Con la esperanza de impedir un contagio de las revueltas tunecina y egipcia, los regímenes del mundo árabe multiplican las iniciativas: diálogo con la oposición, cambios en el ejecutivo, promesas de no eternizarse en el poder y mantenimiento de las subvenciones a los productos alimentarios.

Desde el levantamiento popular que echó del poder el 14 de enero al presidente tunecino Zine el Abidine Ben Alí, las poblaciones de los países árabes, los analistas y los gobiernos se hacen una pregunta: “¿quien será el siguiente?”.

Una primera respuesta vino de Egipto. Un movimiento de protesta sin precedentes exige desde hace dos semanas la salida del presidente Hosni Mubarak, en el poder desde 1981. Ante la presión de la calle, este último prometió no ser candidato en las elecciones presidenciales de septiembre, se comprometió con las reformas y pidió a la oposición un “diálogo nacional”.

El inédito diálogo incluye además a los Hermanos Musulmanes, potente formación prohibida, que se entrevista oficialmente con el poder después de más de medio siglo.

A semejanza del presidente Mubarak, otros dirigente árabes han prometido no quedarse de forma indefinida en el poder.

El primer ministro iraquí, Nuri al Maliki, afirmó este fin de semana que no se presentaría para un tercer mandato. “Espero modificar la Constitución para fijar un límite de dos mandatos del primer ministro”, dijo a la AFP, estimando que puede ser “intolerable” para la población egipcia que su presidente haya podido mantenerse en el poder durante casi 30 años.

En Yemen, el presidente Ali Abdalá Saleh, en el poder desde hace 33 años, anunció el miércoles, tras una serie de manifestaciones, que renuncia a presentarse para un nuevo mandato, y llamó a la oposición a reanudar el diálogo para un gobierno de unión nacional.

Para tratar de calmar la revuelta, el rey Abdalá II de Jordania destituyó al primer ministro Samir Rifai.
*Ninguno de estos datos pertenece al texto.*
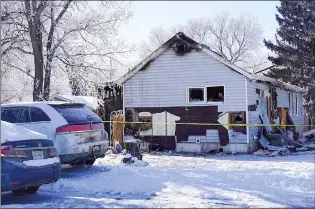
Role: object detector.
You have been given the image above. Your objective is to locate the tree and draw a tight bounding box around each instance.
[1,0,132,101]
[264,1,315,119]
[140,13,267,72]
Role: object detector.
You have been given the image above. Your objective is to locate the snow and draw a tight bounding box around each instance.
[1,121,47,143]
[23,157,60,166]
[2,152,315,208]
[53,95,98,110]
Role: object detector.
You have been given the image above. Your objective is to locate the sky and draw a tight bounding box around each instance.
[120,1,280,63]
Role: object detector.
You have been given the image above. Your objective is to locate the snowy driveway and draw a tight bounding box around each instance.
[1,153,315,208]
Su sucesor, Maaruf Bajit, abrió de inmediato un diálogo nacional, que incluye al influyente Frente de Acción Islámica (FAI). Este último rechazó participar en el gabinete.

El diálogo nacional está también al orden del día en Sudán, el más amplio de los países árabes dirigido desde hace 21 años por Omar el Beshir, sobre el que pesa una orden de detención del Tribunal Penal Internacional (TPI) por crímenes de guerra, crímenes contra la humanidad y genocidio en Darfur.

La creciente inflación en Sudán, la votación masiva del sur del país en enero a favor de la secesión y las imágenes de la revolución tunecina han reavivado el fantasma del levantamiento popular en el país, a semejanza de los ocurridos en 1964 y en 1985.

El presidente Beshir ha propuesto a la oposición unirse al poder. Esta exige más bien la formación de un “gobierno de unión nacional” y amenaza con tomar las calles. El influyente islamista Hasan al Turabi fue de nuevo encarcelado tras haber evocado un levantamiento popular.

En cambio, en Siria, el poder no parece dispuesto a abrir un diálogo con los islamistas ni con los opositores laicos. Al contrario, toda demanda democrática es inmediatamente reprimida.

Frente a los riesgos de contagio de la protesta, también es clave la cuestión de las reformas sociales y económicas.

“El precio de los productos alimentarios de base ha dado un salto de cerca del 30% en el periodo precedente a las manifestaciones… Es imposible medir el impacto a corto plazo de estos problemas económicos, pero es seguro que serán bien reales”, apunta el Centro de Estudios Estratégicos e Internacionales (CSIS) de Washington.

Algunos países árabes, como Marruecos, Bahrein y Egipto, han asegurado que mantendrían las subvenciones a los productos alimentarios de base, a diferencia de Sudán, forzado a medidas de austeridad debido a una crisis de sus finanzas públicas.